Small cap: market speculative enthusiasm reached a 20-year peak

U.S. stocks have recently reached record highs, and many analysts smell danger.

Based on valuation, position and price momentum data, JPMorgan’s indicators show that cross-asset investor complacency is approaching its highest level since the dot-com bubble burst. Global investor fear is at its lowest level in two decades, while greed is likely to be at its peak.

Meanwhile, the Buffett Indicator recently sent out another warning signal, reminding investors that it’s Time to be cautious while others are greedy.

This indicator is actually a simple ratio: the total market capitalization of the U.S. stock market divided by the total dollar value of U.S. GDP, which has been a favorite indicator of Warren Buffett, who promotes value investing. The index it has been trending upward for the past few decades, and in 2019 broke through its previous Internet-era peak for the first time.

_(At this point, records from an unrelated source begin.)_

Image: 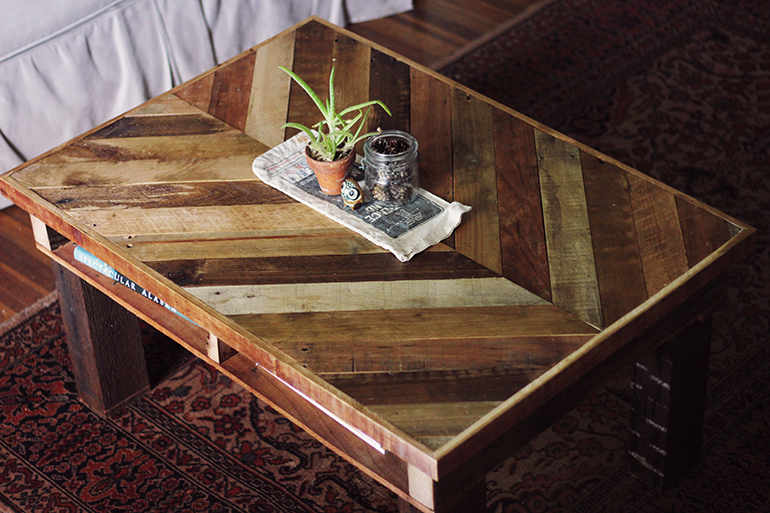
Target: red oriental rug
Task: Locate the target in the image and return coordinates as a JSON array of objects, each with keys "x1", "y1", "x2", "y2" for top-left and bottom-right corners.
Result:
[
  {"x1": 0, "y1": 297, "x2": 397, "y2": 513},
  {"x1": 0, "y1": 0, "x2": 770, "y2": 513}
]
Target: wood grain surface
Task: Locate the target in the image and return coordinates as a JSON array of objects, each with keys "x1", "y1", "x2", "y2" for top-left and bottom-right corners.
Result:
[{"x1": 0, "y1": 20, "x2": 753, "y2": 498}]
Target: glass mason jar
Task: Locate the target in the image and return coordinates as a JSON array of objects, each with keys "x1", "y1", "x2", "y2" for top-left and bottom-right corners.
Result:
[{"x1": 363, "y1": 130, "x2": 419, "y2": 204}]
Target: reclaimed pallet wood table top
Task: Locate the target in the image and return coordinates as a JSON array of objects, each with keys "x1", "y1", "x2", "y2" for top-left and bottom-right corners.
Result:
[{"x1": 0, "y1": 15, "x2": 754, "y2": 508}]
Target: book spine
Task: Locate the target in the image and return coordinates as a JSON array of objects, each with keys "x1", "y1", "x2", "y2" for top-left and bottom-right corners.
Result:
[{"x1": 74, "y1": 246, "x2": 195, "y2": 324}]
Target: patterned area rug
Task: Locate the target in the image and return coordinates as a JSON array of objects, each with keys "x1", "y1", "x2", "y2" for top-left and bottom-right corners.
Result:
[
  {"x1": 440, "y1": 0, "x2": 770, "y2": 512},
  {"x1": 0, "y1": 292, "x2": 397, "y2": 513}
]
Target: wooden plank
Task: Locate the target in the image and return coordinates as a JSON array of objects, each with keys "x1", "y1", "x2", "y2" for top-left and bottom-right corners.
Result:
[
  {"x1": 37, "y1": 178, "x2": 294, "y2": 210},
  {"x1": 493, "y1": 110, "x2": 551, "y2": 301},
  {"x1": 580, "y1": 152, "x2": 647, "y2": 325},
  {"x1": 676, "y1": 196, "x2": 731, "y2": 267},
  {"x1": 285, "y1": 23, "x2": 334, "y2": 139},
  {"x1": 244, "y1": 32, "x2": 294, "y2": 147},
  {"x1": 20, "y1": 154, "x2": 261, "y2": 190},
  {"x1": 452, "y1": 89, "x2": 503, "y2": 274},
  {"x1": 320, "y1": 365, "x2": 547, "y2": 405},
  {"x1": 86, "y1": 112, "x2": 232, "y2": 140},
  {"x1": 410, "y1": 68, "x2": 454, "y2": 201},
  {"x1": 231, "y1": 305, "x2": 595, "y2": 372},
  {"x1": 208, "y1": 52, "x2": 256, "y2": 131},
  {"x1": 369, "y1": 50, "x2": 412, "y2": 132},
  {"x1": 369, "y1": 401, "x2": 501, "y2": 442},
  {"x1": 45, "y1": 130, "x2": 268, "y2": 165},
  {"x1": 332, "y1": 34, "x2": 370, "y2": 155},
  {"x1": 628, "y1": 173, "x2": 689, "y2": 296},
  {"x1": 129, "y1": 93, "x2": 208, "y2": 117},
  {"x1": 153, "y1": 251, "x2": 495, "y2": 286},
  {"x1": 116, "y1": 232, "x2": 387, "y2": 262},
  {"x1": 535, "y1": 130, "x2": 603, "y2": 327},
  {"x1": 70, "y1": 203, "x2": 346, "y2": 240},
  {"x1": 187, "y1": 278, "x2": 548, "y2": 315}
]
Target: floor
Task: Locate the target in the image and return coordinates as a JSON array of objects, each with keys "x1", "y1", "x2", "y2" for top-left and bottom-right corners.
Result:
[{"x1": 0, "y1": 0, "x2": 540, "y2": 322}]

More recently, the indicator rose into warning territory: the total market capitalization of the U.S. stock market is more than twice the estimated U.S. GDP, and the reading has broken above long-term trend levels.

Signs of mania are everywhere. Retail investors are thinking about making a quick buck, bitcoin is challenging the $50,000 mark, marijuana companies are in hot demand, retail investors are waging a speculative war on cheap stocks and more …… Since the New Year, global stock market capitalization has increased by $7 trillion; digital currencies have surged, reaching a market cap of $1.4 trillion; and high-yield bonds have been issued in record numbers.

All of this has raised concerns about asset valuation bubbles; but on the other hand, investors continue to pour money into the market in the belief that unprecedented monetary and fiscal easing will keep the market hot for some time.

Strategists at JPMorgan Chase also seem to agree. Despite warnings about this frenetic market performance, while pointing out that the stock market rally may now appear “pause”, but on the other hand, the small MoM analysts such as John Normand also pointed out that there is no reason to think that the rally triggered by the release of trillions of dollars of funds will appear substantial retreat. The main immediate risk is that the Fed will taper its bond purchases once employment and Inflation return to target levels, but this is not likely until later this year:.

“We have been advising investors to remain long on most markets. When monetary policy is super-easy and fiscal policy is in overdrive, markets tend to exhibit a Newton’s law-type pattern: they stay in motion until intervened by another force.”

Michael O’Rourke, chief market strategist at Jones Trading, said.

“This underscores the extraordinary frenzy we’re seeing in the U.S. equity markets. Even if people expect those Fed policies to support stock prices, it doesn’t make sense to pay twice the 25-year average level of valuation for stocks.”